Turn up the heat and add all the milk at once, and immediately begin whisking vigorously. The mixture will thicken as it heats. When the milk is fully incorporated and there are no lumps, you can turn down the heat, while continuing to stir constantly.
When done, the béchamel should be the consistency of sour cream. (Note: This requires a bit of practice, so if you find some lumps, don’t despair: Just pour the béchamel into a food processor or blender while still hot and process until smooth.)
Fill a large bowl with ice water and keep handy by the stove, and lay down clean, dry towels where you’ll keep the cooked pasta. (You can skip these steps and the following for no-boil pasta.)
Bring a large pot of well-salted water to a boil, and cook the fresh pasta sheets in batches small enough so they don’t touch one another in the water. Do not overcook! Fresh pasta needs only 10-20 seconds of cooking once the pot returns to a boil. Fish each sheet out individually and drop in the ice bath to stop cooking. Lay out in a single layer on the towels.
Preheat the oven to 450 degrees.
Assemble the lasagna:
Reserve about ½ cup of béchamel, and fold the remainder into the meat sauce until well incorporated. If using no-boil pasta, you may need to add additional liquid to this mixture, as the pasta will absorb it during cooking. (Follow the advice on the package for best results.)

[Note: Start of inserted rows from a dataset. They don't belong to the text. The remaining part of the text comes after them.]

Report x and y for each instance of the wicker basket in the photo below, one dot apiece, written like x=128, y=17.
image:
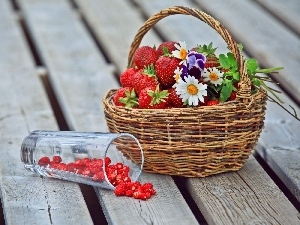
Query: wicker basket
x=192, y=142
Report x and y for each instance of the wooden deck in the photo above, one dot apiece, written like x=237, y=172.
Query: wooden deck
x=59, y=57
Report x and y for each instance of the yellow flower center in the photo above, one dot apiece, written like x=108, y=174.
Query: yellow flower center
x=192, y=89
x=213, y=76
x=183, y=53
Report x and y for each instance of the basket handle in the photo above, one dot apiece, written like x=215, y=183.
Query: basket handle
x=244, y=84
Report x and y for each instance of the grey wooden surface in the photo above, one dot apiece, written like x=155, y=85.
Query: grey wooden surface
x=82, y=46
x=28, y=198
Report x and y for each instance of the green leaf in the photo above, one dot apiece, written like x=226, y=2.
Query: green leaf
x=226, y=90
x=165, y=50
x=256, y=82
x=232, y=60
x=236, y=76
x=252, y=65
x=224, y=62
x=240, y=46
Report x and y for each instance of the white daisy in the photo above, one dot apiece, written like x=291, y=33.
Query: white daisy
x=177, y=73
x=213, y=75
x=190, y=89
x=181, y=52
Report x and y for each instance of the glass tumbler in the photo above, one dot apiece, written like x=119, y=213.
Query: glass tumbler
x=91, y=158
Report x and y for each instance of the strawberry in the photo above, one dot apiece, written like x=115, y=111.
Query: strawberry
x=176, y=101
x=125, y=97
x=212, y=102
x=126, y=78
x=151, y=98
x=144, y=56
x=145, y=78
x=166, y=48
x=165, y=67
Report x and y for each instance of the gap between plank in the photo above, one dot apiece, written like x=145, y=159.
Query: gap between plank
x=277, y=181
x=87, y=191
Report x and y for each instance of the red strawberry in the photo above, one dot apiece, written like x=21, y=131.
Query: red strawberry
x=151, y=98
x=125, y=97
x=144, y=56
x=44, y=161
x=212, y=102
x=176, y=101
x=165, y=67
x=126, y=78
x=145, y=78
x=166, y=47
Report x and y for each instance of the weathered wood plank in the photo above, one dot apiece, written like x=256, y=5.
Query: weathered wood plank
x=289, y=173
x=115, y=23
x=168, y=206
x=287, y=11
x=279, y=144
x=64, y=44
x=263, y=37
x=255, y=201
x=27, y=198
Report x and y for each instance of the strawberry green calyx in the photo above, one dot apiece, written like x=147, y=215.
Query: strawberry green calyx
x=149, y=71
x=157, y=95
x=130, y=100
x=206, y=50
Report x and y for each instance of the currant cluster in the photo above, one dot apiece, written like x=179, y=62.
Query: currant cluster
x=117, y=174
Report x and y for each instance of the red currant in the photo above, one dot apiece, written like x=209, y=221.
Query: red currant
x=44, y=161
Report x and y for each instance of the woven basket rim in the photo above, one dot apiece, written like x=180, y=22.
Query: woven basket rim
x=107, y=100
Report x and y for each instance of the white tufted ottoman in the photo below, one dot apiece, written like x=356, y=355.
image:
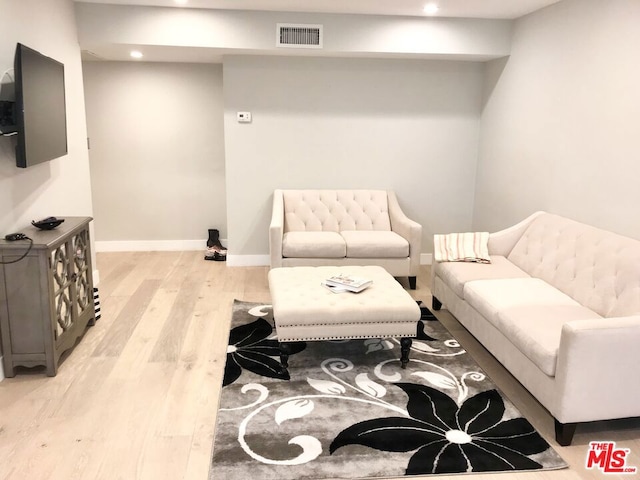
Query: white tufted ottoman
x=304, y=310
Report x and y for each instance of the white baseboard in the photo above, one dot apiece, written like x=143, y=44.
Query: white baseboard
x=248, y=260
x=188, y=245
x=152, y=245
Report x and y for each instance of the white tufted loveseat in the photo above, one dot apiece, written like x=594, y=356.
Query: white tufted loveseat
x=559, y=307
x=344, y=227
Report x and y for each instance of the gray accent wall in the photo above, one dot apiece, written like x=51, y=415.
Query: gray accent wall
x=405, y=125
x=561, y=119
x=157, y=153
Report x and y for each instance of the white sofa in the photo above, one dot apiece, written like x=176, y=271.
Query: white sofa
x=559, y=307
x=344, y=227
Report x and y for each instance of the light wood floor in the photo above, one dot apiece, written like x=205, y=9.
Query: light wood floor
x=137, y=396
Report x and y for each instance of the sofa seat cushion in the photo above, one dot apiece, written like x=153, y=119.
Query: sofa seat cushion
x=457, y=274
x=313, y=245
x=529, y=312
x=375, y=244
x=535, y=330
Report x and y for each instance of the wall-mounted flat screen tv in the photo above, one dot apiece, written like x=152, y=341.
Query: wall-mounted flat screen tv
x=41, y=118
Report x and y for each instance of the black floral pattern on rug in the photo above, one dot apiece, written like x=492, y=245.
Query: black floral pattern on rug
x=450, y=439
x=251, y=349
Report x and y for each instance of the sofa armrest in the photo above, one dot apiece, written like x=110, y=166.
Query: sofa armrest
x=597, y=369
x=503, y=241
x=408, y=229
x=276, y=229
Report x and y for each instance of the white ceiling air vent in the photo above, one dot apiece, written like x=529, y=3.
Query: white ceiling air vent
x=298, y=35
x=89, y=56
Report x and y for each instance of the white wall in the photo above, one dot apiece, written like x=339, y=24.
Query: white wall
x=560, y=125
x=157, y=153
x=409, y=126
x=60, y=187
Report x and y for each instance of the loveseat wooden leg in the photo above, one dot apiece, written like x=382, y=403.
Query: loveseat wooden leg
x=436, y=304
x=405, y=348
x=564, y=432
x=285, y=351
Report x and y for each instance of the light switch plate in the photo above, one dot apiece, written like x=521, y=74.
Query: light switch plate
x=244, y=117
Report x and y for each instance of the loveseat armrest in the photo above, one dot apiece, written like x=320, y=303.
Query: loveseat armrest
x=503, y=241
x=408, y=229
x=597, y=369
x=276, y=229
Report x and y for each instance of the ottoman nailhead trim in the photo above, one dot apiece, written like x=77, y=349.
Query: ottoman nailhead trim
x=351, y=337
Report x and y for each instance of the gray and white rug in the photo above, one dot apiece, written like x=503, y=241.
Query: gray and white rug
x=345, y=409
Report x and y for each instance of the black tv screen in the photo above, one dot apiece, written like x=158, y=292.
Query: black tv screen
x=41, y=118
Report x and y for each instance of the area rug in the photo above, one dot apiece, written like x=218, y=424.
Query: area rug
x=345, y=409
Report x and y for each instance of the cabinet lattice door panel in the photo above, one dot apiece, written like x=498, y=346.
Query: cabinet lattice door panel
x=46, y=299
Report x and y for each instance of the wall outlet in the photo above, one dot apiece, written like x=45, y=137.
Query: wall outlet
x=244, y=117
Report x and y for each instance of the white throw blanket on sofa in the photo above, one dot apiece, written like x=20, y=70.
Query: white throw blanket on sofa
x=462, y=247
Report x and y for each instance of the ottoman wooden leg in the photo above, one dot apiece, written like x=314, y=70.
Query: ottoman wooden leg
x=405, y=347
x=285, y=351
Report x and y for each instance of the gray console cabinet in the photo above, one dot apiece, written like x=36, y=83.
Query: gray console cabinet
x=46, y=299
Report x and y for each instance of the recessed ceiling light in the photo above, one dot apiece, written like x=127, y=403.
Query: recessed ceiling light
x=431, y=9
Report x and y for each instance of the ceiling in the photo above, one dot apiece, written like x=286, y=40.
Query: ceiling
x=481, y=9
x=498, y=9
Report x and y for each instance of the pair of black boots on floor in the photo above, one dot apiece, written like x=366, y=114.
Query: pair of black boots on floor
x=215, y=250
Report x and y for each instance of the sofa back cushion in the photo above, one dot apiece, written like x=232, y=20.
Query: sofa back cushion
x=335, y=210
x=598, y=269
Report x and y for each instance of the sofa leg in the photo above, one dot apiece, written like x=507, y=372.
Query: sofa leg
x=436, y=304
x=285, y=351
x=405, y=348
x=564, y=432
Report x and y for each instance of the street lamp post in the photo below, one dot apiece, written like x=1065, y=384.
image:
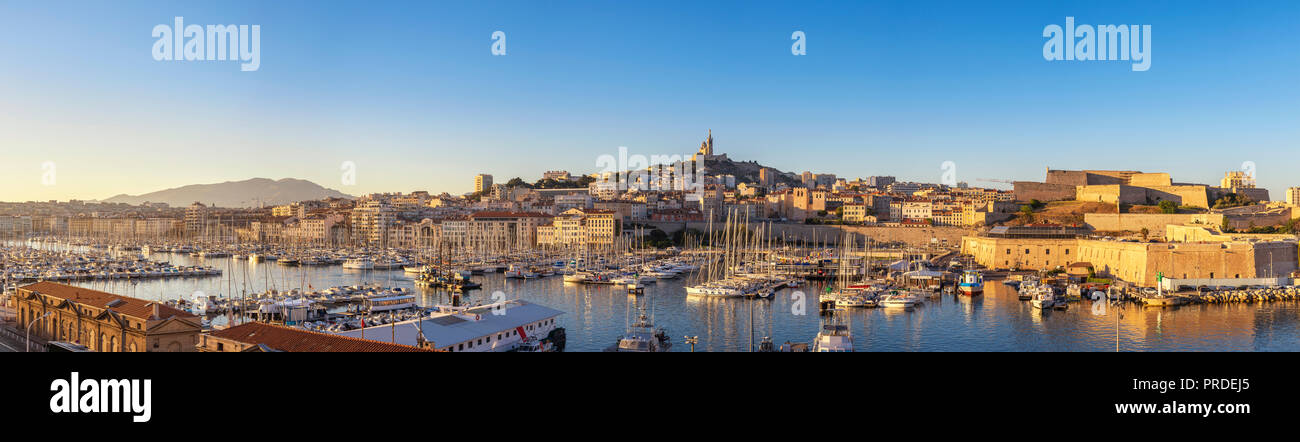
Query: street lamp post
x=29, y=329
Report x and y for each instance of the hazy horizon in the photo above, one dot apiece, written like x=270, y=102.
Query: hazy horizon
x=415, y=99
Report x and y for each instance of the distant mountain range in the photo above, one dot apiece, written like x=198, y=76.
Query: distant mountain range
x=235, y=194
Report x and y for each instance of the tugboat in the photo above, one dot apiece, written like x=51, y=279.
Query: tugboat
x=835, y=336
x=971, y=284
x=642, y=336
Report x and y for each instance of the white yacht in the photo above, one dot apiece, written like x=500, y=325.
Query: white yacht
x=359, y=264
x=833, y=337
x=1043, y=298
x=896, y=299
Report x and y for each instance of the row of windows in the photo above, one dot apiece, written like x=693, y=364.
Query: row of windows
x=1045, y=251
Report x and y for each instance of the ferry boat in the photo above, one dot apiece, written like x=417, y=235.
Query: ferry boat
x=896, y=299
x=510, y=325
x=971, y=284
x=389, y=303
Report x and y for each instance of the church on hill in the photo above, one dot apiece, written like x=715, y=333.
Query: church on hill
x=706, y=150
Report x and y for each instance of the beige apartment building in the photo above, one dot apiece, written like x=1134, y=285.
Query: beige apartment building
x=577, y=226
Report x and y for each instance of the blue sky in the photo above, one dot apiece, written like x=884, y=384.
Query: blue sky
x=412, y=95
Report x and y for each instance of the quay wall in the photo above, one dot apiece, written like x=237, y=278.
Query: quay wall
x=1138, y=263
x=915, y=237
x=1030, y=190
x=1155, y=222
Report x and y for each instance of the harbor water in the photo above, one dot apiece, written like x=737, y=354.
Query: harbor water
x=596, y=315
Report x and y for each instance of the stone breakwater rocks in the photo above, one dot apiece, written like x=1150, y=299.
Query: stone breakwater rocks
x=1249, y=295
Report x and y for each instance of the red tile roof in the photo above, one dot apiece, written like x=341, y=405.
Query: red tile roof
x=293, y=339
x=139, y=308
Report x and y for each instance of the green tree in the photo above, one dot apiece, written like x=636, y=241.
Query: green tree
x=1168, y=207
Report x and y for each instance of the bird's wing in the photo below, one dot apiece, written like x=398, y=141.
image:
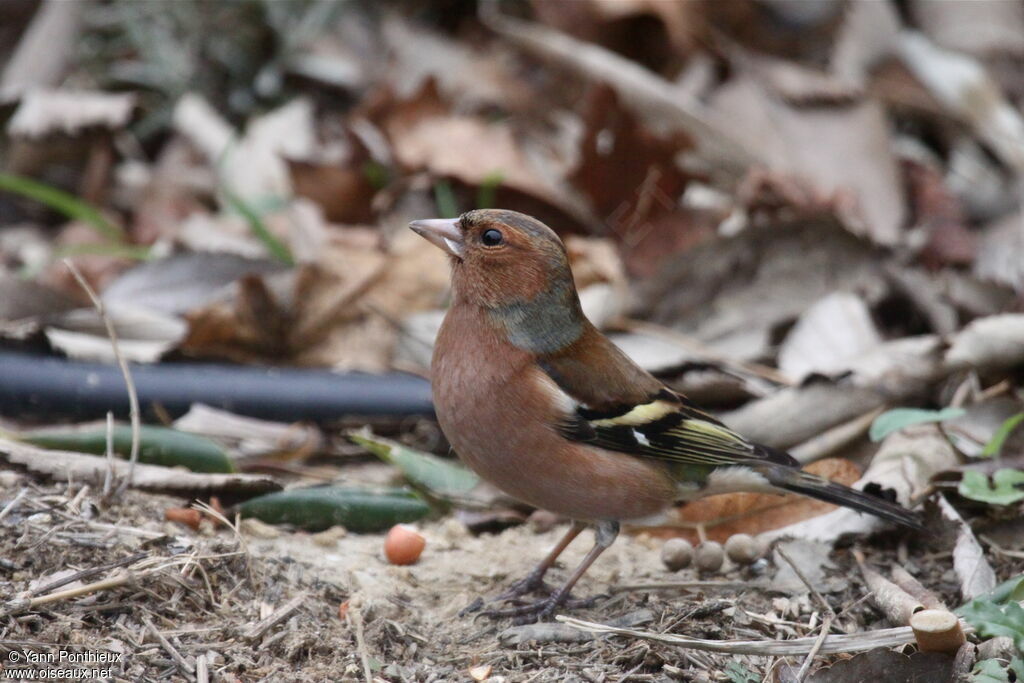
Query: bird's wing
x=670, y=430
x=620, y=407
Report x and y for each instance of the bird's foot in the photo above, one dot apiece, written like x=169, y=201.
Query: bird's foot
x=541, y=610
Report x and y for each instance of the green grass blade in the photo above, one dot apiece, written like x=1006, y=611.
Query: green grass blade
x=59, y=201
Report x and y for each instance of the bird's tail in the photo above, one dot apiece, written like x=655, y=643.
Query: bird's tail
x=829, y=492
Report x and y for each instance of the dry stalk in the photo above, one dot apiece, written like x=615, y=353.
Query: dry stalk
x=129, y=382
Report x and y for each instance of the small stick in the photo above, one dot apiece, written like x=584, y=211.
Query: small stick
x=857, y=642
x=109, y=452
x=937, y=631
x=816, y=647
x=278, y=615
x=202, y=670
x=114, y=581
x=90, y=572
x=684, y=585
x=354, y=619
x=13, y=504
x=905, y=581
x=132, y=394
x=180, y=660
x=897, y=604
x=800, y=574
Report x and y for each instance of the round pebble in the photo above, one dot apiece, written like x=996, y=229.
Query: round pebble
x=677, y=554
x=709, y=556
x=742, y=548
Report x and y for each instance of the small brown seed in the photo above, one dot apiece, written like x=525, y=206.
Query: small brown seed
x=742, y=548
x=709, y=556
x=402, y=545
x=677, y=554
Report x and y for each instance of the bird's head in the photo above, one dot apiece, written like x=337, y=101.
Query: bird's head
x=500, y=257
x=516, y=268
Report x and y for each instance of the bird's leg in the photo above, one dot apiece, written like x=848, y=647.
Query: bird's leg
x=604, y=535
x=535, y=579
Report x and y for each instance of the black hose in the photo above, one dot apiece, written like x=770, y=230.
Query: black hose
x=47, y=386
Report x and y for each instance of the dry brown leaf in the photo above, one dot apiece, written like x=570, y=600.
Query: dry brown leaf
x=340, y=311
x=628, y=172
x=975, y=573
x=939, y=213
x=651, y=32
x=980, y=29
x=1000, y=252
x=845, y=153
x=827, y=336
x=755, y=513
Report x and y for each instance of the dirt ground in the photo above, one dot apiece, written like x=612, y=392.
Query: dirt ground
x=205, y=594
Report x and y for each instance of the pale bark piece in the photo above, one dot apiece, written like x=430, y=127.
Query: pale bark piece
x=827, y=336
x=963, y=85
x=44, y=49
x=980, y=29
x=69, y=112
x=937, y=631
x=1000, y=252
x=68, y=466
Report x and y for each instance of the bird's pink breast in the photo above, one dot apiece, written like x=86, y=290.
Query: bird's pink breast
x=500, y=420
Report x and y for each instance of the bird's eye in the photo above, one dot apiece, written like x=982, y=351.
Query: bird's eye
x=492, y=238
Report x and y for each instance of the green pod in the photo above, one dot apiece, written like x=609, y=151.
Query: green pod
x=359, y=510
x=157, y=445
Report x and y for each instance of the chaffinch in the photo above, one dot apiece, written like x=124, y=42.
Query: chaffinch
x=538, y=401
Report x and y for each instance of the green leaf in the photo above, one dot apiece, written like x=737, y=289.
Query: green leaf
x=487, y=193
x=737, y=673
x=896, y=419
x=994, y=446
x=275, y=247
x=990, y=671
x=448, y=205
x=438, y=476
x=157, y=445
x=991, y=620
x=359, y=510
x=61, y=202
x=1005, y=488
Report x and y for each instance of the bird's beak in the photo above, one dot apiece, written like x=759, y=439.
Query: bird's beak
x=443, y=232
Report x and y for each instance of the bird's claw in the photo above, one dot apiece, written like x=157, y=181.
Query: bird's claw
x=540, y=610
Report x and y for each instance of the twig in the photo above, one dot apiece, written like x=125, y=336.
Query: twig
x=180, y=660
x=89, y=573
x=818, y=644
x=202, y=670
x=114, y=581
x=278, y=615
x=354, y=619
x=13, y=504
x=129, y=382
x=684, y=585
x=857, y=642
x=109, y=452
x=800, y=574
x=833, y=439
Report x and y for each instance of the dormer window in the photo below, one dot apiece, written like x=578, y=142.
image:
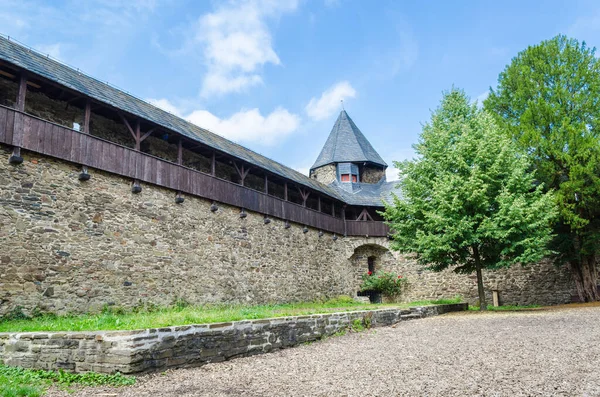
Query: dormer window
x=346, y=178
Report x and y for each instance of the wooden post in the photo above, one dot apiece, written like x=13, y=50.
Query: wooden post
x=496, y=297
x=21, y=93
x=84, y=176
x=304, y=195
x=15, y=157
x=242, y=172
x=179, y=152
x=87, y=116
x=344, y=218
x=266, y=184
x=138, y=136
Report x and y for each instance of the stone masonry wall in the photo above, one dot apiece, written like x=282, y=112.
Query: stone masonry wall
x=70, y=246
x=184, y=346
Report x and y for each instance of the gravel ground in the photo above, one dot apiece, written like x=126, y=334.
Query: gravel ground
x=535, y=353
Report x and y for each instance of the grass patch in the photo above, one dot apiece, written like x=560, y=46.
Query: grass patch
x=151, y=316
x=506, y=308
x=20, y=382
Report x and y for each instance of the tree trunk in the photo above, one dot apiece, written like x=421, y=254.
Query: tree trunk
x=586, y=278
x=482, y=301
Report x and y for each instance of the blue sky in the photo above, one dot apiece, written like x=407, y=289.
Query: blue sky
x=270, y=74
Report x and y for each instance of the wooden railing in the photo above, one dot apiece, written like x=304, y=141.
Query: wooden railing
x=369, y=228
x=40, y=136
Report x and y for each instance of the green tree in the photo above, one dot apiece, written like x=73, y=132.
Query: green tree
x=469, y=201
x=548, y=100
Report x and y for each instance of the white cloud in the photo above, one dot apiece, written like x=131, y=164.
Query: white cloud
x=249, y=125
x=482, y=97
x=391, y=174
x=236, y=42
x=303, y=170
x=166, y=105
x=54, y=50
x=245, y=126
x=329, y=102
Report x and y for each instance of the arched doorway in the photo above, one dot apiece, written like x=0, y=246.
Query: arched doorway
x=369, y=258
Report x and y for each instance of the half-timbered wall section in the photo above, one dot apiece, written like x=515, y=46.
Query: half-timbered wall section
x=43, y=117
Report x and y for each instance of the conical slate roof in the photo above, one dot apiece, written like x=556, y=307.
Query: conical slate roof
x=346, y=144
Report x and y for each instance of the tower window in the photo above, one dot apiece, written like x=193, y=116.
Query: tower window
x=346, y=178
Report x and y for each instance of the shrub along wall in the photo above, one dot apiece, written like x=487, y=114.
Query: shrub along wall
x=191, y=345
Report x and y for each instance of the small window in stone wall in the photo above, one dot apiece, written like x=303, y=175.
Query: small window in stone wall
x=53, y=105
x=346, y=178
x=371, y=264
x=107, y=125
x=312, y=201
x=160, y=147
x=338, y=209
x=276, y=188
x=8, y=91
x=294, y=194
x=326, y=206
x=255, y=180
x=224, y=169
x=197, y=160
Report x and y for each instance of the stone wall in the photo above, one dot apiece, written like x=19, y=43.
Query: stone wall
x=184, y=346
x=71, y=246
x=325, y=174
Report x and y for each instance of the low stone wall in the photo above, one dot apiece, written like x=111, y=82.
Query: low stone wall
x=184, y=346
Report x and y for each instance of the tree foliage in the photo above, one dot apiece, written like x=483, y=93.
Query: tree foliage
x=548, y=100
x=469, y=201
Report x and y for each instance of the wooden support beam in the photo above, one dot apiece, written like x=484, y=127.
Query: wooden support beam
x=15, y=157
x=344, y=218
x=73, y=99
x=364, y=215
x=147, y=134
x=137, y=137
x=179, y=152
x=9, y=75
x=87, y=116
x=128, y=127
x=242, y=172
x=22, y=92
x=304, y=193
x=266, y=184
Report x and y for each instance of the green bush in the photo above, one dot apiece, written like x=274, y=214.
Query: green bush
x=388, y=283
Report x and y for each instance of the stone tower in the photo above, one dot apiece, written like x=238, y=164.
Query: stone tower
x=348, y=157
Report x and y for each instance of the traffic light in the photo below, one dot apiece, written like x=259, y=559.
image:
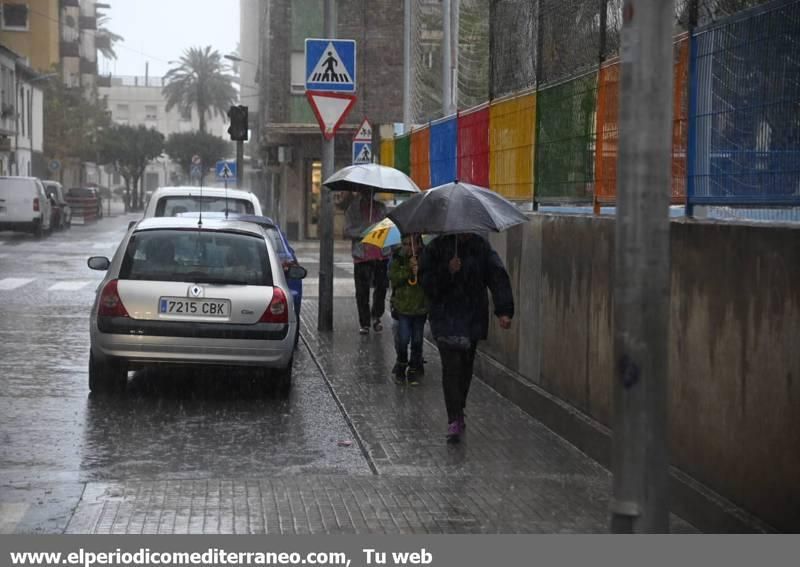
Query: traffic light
x=238, y=128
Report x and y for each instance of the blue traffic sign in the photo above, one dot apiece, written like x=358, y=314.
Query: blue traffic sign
x=331, y=65
x=362, y=152
x=226, y=170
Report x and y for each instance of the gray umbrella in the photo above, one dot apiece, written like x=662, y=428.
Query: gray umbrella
x=371, y=176
x=456, y=207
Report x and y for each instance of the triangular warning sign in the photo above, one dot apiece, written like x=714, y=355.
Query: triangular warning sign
x=330, y=109
x=330, y=69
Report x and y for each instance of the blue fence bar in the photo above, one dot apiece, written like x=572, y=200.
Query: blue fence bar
x=443, y=150
x=745, y=109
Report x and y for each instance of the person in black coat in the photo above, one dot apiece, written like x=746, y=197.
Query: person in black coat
x=455, y=272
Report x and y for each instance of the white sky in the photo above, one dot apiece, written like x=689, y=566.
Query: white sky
x=158, y=31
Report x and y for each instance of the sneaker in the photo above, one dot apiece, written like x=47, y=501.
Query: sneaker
x=399, y=373
x=454, y=432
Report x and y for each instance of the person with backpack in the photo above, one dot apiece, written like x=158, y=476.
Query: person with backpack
x=409, y=310
x=456, y=271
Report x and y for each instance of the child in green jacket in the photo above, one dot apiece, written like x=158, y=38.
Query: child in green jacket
x=409, y=308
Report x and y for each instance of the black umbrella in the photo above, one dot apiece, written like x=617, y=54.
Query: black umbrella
x=373, y=177
x=454, y=208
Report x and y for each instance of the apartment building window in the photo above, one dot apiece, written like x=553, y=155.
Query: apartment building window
x=22, y=120
x=298, y=72
x=123, y=112
x=15, y=16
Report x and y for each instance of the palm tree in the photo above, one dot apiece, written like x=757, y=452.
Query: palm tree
x=201, y=81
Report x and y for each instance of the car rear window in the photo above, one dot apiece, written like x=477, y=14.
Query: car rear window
x=173, y=206
x=197, y=256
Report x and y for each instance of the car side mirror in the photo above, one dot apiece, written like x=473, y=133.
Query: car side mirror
x=98, y=263
x=296, y=272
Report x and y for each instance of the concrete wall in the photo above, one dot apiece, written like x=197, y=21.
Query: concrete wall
x=734, y=406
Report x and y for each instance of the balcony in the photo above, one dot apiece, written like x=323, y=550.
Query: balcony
x=87, y=22
x=102, y=41
x=70, y=49
x=88, y=67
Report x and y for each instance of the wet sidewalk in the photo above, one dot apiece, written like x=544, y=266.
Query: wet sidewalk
x=510, y=474
x=523, y=475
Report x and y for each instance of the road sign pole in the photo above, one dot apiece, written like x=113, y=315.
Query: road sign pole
x=640, y=463
x=239, y=163
x=325, y=314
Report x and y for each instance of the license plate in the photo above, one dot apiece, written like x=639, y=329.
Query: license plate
x=183, y=307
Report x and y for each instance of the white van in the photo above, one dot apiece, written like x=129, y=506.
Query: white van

Place a couple of tablespoons of the mixture in a 14-inch Pyrex or enameled cast-iron lasagna pan to coat the bottom of the pan. Line the pan with fresh pasta sheets, with about a ¼ inch overlap. (By contrast, no-boil sheets should be spaced about ½ inch apart, as they will expand.)
Trim so the sheets lie flat without creeping up the edge of the pan. Add enough of the meat and béchamel mixture for a half-inch layer, sprinkle with Parmesan, and top with another layer of pasta. Repeat until the final layer of pasta comes within ½ inch of the pan rim, coat with the reserved béchamel, and dot with butter.
Bake on the uppermost rack of the oven for 10-15 minutes until a light, golden crust forms on top. Allow the lasagna to settle for 5-8 minutes before serving.